A family of five and a Dubai resident were among the hundreds of thousands of people affected by the 6.9-magnitude quake on Sunday.
It was the second earthquake to hit Lombok in a week.
Thousands of buildings were destroyed and hundreds injured throughout the region.
Orla Carbery, an Irish mother of three, experienced both earthquakes while staying in Umalas and Seminyak.
She and her family were among the tourists who fled the country, returning to Dubai. They had intended
to remain there until mid-August.
“Nobody knows what it is like until you are caught up in it,” she said.
“The second earthquake on Sunday night was much stronger than the first so I had to make a decision and get my three children out of there.”
Ms Carbery was with her children Niamh, 9, Aoife, 6, and Conor, 5.
Her husband was due to join them on Friday but they chose to leave instead, fearing for their safety.
“We were in a restaurant in Seminyak right before the earthquake. There was a sensation like the room was going around and round, it felt like you were going to faint,” she said.
“I know now that it was the build up to the earthquake. All of a sudden the floor, tables and lights all started shaking, it was terrifying. I tried to grab the children, everyone was screaming and pushing to leave the building as soon as possible for fear of it collapsing.”

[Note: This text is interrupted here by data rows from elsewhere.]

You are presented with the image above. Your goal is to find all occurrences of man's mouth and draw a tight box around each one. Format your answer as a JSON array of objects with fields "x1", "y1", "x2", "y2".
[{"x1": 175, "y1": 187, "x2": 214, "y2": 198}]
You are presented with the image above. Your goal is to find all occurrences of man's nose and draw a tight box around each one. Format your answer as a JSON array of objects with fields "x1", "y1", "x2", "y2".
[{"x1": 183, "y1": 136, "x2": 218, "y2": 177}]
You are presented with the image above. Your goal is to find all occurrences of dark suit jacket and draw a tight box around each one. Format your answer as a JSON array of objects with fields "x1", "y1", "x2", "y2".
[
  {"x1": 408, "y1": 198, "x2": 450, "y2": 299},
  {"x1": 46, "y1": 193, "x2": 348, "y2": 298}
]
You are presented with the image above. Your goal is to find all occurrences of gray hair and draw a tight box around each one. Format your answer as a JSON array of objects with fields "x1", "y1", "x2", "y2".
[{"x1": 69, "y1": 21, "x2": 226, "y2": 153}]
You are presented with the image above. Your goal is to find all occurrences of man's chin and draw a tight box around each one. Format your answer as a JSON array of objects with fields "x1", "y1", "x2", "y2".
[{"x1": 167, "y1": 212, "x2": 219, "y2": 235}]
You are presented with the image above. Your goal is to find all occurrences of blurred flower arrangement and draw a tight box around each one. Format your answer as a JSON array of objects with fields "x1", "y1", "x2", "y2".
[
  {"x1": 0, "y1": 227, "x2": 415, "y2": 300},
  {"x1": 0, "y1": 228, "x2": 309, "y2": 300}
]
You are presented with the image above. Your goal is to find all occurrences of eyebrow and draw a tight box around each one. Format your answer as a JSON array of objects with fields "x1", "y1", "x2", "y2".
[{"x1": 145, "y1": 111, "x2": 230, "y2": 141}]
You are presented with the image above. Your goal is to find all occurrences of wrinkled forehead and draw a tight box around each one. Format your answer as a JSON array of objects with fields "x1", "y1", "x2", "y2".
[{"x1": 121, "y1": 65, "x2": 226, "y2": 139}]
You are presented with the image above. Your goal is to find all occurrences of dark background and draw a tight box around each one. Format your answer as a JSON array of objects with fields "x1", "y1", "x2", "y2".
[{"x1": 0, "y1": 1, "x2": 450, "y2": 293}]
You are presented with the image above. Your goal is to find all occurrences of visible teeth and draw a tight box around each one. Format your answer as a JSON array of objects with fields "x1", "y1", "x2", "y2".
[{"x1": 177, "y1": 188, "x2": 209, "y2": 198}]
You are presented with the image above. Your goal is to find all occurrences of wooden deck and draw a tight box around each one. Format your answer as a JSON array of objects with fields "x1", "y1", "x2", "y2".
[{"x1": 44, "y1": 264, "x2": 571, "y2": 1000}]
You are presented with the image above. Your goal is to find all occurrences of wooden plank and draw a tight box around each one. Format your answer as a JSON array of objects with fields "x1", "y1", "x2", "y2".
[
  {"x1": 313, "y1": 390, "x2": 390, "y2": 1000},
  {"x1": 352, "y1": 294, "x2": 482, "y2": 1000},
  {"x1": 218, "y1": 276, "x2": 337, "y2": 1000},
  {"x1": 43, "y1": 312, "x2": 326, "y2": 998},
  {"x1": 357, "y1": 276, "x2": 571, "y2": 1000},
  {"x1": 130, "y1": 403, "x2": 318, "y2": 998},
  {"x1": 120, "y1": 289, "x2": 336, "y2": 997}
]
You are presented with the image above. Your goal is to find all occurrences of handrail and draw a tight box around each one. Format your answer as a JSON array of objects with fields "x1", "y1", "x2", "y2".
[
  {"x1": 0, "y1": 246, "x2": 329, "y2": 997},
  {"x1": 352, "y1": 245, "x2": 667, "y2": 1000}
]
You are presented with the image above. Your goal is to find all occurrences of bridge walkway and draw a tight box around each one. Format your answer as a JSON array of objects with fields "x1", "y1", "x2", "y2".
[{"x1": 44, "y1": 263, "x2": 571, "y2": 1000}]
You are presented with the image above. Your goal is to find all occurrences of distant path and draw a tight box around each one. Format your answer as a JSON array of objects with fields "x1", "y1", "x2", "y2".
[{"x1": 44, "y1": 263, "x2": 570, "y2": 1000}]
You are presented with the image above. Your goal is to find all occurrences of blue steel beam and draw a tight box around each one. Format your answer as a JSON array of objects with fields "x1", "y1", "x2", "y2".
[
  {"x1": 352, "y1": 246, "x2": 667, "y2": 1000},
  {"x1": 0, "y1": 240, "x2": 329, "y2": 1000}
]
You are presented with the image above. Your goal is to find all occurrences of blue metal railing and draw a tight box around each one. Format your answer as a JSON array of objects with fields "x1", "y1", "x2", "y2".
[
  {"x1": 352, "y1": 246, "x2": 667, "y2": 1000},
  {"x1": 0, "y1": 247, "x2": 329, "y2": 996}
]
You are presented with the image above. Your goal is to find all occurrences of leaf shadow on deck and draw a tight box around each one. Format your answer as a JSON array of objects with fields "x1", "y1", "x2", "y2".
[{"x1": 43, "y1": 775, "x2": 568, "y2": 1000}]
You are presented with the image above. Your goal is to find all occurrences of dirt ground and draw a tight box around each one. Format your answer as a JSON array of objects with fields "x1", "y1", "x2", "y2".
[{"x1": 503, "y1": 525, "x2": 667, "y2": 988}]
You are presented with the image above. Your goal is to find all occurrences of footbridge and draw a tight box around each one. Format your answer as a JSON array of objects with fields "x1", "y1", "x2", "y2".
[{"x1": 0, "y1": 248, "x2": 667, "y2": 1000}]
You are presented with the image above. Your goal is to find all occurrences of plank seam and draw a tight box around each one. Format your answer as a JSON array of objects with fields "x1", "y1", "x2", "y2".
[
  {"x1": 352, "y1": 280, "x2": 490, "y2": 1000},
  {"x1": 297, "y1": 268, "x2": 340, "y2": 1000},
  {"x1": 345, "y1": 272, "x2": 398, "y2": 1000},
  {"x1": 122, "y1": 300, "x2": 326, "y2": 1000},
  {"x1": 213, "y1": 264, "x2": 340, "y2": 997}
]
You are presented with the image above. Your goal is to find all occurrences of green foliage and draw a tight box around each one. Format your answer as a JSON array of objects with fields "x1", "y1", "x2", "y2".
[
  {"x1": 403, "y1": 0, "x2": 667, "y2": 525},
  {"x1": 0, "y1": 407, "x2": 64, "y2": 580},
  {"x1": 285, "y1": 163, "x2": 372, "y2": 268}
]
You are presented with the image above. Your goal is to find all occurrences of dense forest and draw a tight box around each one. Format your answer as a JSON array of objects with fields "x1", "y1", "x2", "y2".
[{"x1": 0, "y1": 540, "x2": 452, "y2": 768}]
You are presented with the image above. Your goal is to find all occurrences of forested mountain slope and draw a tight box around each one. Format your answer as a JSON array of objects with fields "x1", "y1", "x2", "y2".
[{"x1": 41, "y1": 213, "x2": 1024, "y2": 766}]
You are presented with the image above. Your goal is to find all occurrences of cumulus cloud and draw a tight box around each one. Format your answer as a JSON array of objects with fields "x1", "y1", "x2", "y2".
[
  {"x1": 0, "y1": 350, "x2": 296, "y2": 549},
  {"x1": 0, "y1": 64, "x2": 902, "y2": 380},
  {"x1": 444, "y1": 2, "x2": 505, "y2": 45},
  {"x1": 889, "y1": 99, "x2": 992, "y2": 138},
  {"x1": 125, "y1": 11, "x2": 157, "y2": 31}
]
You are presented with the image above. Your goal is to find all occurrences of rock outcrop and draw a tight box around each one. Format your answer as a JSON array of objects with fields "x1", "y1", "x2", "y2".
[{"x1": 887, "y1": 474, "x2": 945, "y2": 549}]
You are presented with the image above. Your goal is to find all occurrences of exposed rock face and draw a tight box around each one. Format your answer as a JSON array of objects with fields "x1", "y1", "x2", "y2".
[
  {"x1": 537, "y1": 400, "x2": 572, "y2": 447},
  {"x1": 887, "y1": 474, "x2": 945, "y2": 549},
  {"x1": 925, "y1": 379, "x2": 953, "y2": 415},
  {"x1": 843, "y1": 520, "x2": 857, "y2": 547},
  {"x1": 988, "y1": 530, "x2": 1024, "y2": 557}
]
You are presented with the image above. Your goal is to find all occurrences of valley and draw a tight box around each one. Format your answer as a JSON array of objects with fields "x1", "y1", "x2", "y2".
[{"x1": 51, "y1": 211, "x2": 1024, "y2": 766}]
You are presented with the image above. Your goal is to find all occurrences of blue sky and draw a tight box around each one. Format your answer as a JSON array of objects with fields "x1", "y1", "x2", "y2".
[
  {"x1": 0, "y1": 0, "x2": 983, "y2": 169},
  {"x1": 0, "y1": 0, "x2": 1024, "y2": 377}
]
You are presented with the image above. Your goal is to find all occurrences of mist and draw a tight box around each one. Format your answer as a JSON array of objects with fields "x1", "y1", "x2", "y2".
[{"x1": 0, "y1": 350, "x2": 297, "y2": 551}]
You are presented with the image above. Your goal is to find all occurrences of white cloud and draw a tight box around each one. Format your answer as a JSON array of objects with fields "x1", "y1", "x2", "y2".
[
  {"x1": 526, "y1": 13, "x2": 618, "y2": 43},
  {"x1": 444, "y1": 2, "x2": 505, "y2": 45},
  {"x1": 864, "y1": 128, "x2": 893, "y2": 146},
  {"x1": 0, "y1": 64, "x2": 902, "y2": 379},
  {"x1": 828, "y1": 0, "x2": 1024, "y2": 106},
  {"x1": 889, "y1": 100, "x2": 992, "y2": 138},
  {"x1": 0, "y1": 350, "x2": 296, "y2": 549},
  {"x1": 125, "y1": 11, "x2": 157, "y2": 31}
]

The ensuing chaos led to crowds of people running about in every direction, scrambling to get to safety, Ms Carbery said.
“I lost Conor for a few seconds because everybody was pushing each other out of the way to get to the door.
“Luckily a Dutch man there with his family had seen him and picked him up to safety and handed him over to me.”
The first earthquake struck on July 29 while the family was in Umalas.
"It was about 6.40am and, at first, I thought somebody was trying to break into the villa," she said.
“But then I pulled back the curtains and looked out to see the water in the swimming pool rocking back and forward in waves.”
Sandra Alain, a Canadian secondary schoolteacher in Dubai, was out for dinner on the island of Lembongan with a friend when the earthquake hit.
“We were walking home when I noticed the streets were just full of people,” she said.
“There was a motorcade of locals all going the same direction on bikes. Tourists were coming out of their hotels and everybody was heading up hill and someone announced there had been a tsunami warning.”
She said staff in bars were ushering customers out and telling them to get to high ground as quickly as possible.
“People were stopping trucks in the street to try to get their friends and family on top of them,” she said. “It was a complete state of panic.”
It was only the generosity of another tourist that enabled Ms Alain to get a lift to safety on a scooter.
“I spent a few hours with the family of the woman who gave me a lift before I was brought home,” she said.
“It was a sleepless night trying not to panic in case there was another earthquake.”
The aftershocks continued into the next night, with Ms Alain being woken up twice by them.
She said that she was inundated with messages from family and friends worried about her safety.
“There were friends staying on other islands that had their resorts destroyed,” she said.
“A lot of locals were telling us not to go to bed because there were was a likelihood of other earthquakes.”
She said families were being woken up in the middle of the night and being told to get to higher ground by the authorities.
On Wednesday, aid began arriving to the more isolated areas of Lombok island as the death toll continues to rise.